New UN leader to meet Bush in Washington
Jan 12, 2007 (UNITED NATIONS) — U.N. leader Ban Ki-moon confers with U.S. President George W. Bush in Washington this Tuesday in his first travel since becoming secretary-general this month, the United Nations said on Friday.
Ban, who assumed the top U.N. leadership post on Jan. 1, succeeding Kofi Annan of Ghana, also plans talks with U.S. lawmakers during his visit, U.N. chief spokeswoman Michele Montas told reporters.
Ban told a news conference on Thursday that Bush had invited him to the U.S. capital next week as head of the government hosting U.N. headquarters. But Ban did not name a day.
Asked whether he might be seen as favoring Washington in his policy positions, Ban told reporters his job required him to serve “the interests of the United Nations” rather than any one nation.
Ban’s second official trip will take him to Africa near the end of the month, including a Jan. 29-30 African Union summit in the Ethiopian capital Addis Ababa.

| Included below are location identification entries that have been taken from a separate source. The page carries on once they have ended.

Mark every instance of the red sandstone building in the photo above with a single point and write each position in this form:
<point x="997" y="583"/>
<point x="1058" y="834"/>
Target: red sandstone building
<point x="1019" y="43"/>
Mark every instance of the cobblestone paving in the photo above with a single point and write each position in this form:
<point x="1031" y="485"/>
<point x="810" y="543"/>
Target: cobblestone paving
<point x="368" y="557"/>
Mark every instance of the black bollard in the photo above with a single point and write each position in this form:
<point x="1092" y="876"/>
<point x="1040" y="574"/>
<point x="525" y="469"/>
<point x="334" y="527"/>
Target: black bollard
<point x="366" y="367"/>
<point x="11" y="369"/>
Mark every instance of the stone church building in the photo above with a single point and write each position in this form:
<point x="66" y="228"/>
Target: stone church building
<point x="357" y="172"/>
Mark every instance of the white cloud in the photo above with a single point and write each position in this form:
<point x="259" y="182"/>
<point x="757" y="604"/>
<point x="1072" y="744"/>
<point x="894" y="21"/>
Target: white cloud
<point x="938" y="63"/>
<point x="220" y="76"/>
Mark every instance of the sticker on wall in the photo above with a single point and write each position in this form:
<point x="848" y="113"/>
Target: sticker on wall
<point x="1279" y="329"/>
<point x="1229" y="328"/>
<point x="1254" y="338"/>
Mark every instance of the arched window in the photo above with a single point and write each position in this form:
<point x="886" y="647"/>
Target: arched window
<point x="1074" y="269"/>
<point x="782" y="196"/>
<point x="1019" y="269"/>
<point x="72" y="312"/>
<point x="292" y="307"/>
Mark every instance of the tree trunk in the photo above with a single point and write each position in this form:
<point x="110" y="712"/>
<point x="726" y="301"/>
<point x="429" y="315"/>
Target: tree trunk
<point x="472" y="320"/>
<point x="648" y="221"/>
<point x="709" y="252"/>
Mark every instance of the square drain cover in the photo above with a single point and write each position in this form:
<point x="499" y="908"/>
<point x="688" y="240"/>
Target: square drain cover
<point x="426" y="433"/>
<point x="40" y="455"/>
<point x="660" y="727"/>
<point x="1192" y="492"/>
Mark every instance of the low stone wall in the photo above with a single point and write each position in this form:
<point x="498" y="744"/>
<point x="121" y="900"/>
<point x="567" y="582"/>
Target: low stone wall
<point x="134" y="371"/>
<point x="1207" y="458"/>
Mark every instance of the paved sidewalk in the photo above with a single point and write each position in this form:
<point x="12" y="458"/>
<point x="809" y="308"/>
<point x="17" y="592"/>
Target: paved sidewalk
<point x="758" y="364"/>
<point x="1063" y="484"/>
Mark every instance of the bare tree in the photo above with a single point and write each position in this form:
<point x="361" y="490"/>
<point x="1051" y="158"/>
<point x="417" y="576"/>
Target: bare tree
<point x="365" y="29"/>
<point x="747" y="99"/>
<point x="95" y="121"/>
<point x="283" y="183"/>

At the summit, he planned to focus on stability in Somalia after a war between the shaky interim government and Islamists, and reinforcing an AU peacekeeping mission in Sudan’s troubled Darfur region, devastated by a four-year conflict.
While in Africa, he would also visit the Democratic Republic of Congo, home to the world body’s biggest peacekeeping mission, and U.N. offices in Nairobi, he said.
Before heading to Africa, he planned to attend a Jan. 25 conference in Paris on rebuilding Lebanon after last year’s 34-day war between Israel and Hezbollah, he said.